What’s in that category? Things like:

  • An app that helps beginning judo students understand the concepts behind a throw, not just the mechanics, because judo is where I learned confidence and discipline and I want other kids to find that
  • A private family memory vault (not Instagram, not Facebook, not anything with an algorithm deciding what matters), just a place where the people who love my son can send photos and stories somewhere safe, for him to open when he’s older (Maybe I’ll turn this into something?)
  • A system that reminds companies to send their employees gifts on the days that actually matter to them, because I know from running a company that it fills the cup of the person giving just as much as the person receiving (Thankscrate, if you’re curious, and yes, that one is turning into something real, but that is genuinely not why I built it)

None of those were commercial ideas first. They were just things I cared about.

I think the most interesting software that gets built in the next few years won’t come from developers moving faster. It’ll come from people who previously had no path from “I care about this” to “I built something about this,” and now they do. Parents. Coaches. Teachers. The person in your office who could explain that one complicated process better than anyone and has always secretly wanted to turn it into something.

The stakes are low. The bar to launch is low. The cost is low. The only thing required is that you actually give a damn about what you’re building.

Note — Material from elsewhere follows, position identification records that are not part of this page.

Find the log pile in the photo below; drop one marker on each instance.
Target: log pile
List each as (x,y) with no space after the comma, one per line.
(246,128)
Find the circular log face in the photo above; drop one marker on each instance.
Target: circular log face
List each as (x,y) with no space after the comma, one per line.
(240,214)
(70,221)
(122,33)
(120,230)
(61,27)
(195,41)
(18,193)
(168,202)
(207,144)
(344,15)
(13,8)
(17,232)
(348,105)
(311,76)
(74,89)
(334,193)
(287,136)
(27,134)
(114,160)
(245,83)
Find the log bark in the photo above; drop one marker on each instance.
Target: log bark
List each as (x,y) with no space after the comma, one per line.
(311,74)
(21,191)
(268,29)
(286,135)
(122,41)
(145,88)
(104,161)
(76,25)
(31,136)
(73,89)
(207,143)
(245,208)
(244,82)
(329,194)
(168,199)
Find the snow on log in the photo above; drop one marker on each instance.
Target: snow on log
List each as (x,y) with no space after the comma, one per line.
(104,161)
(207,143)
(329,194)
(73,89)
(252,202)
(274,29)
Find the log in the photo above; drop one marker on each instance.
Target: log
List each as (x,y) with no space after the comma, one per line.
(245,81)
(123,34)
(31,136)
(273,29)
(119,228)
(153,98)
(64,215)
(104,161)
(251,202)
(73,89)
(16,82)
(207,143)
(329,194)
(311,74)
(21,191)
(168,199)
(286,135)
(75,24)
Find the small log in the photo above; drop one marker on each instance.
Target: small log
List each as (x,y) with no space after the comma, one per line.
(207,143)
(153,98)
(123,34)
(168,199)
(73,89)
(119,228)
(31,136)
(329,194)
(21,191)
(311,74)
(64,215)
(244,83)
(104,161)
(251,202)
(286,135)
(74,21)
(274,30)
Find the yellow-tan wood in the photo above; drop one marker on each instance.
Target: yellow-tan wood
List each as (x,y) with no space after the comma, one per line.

One small caveat before you go off and change the world. If your passion project involves storing the medical records, credit card numbers, or personal information of vulnerable people (childhood leukemia patients, say, or really anyone who has enough going on without also becoming the victim of a data breach), please, for the love of God, do not take that on as a Saturday morning vibe-coding exercise. That is not a passion project, it’s a terrifying lack of judgment and a huge liability. Please hire professionals, follow compliance frameworks, and treat the security of people’s sensitive data with the seriousness it deserves. The whole spirit of what I’m describing here is low stakes, and nothing raises the stakes faster than a database full of information that could ruin someone’s life if it leaks. Build the multiplication app. Build the judo app. Do NOT build the “I’ll just store some PHI real quick” app.

So… What do you give a damn about?

Go build it. I still sometimes have to count on my fingers, but I’m told the app helps.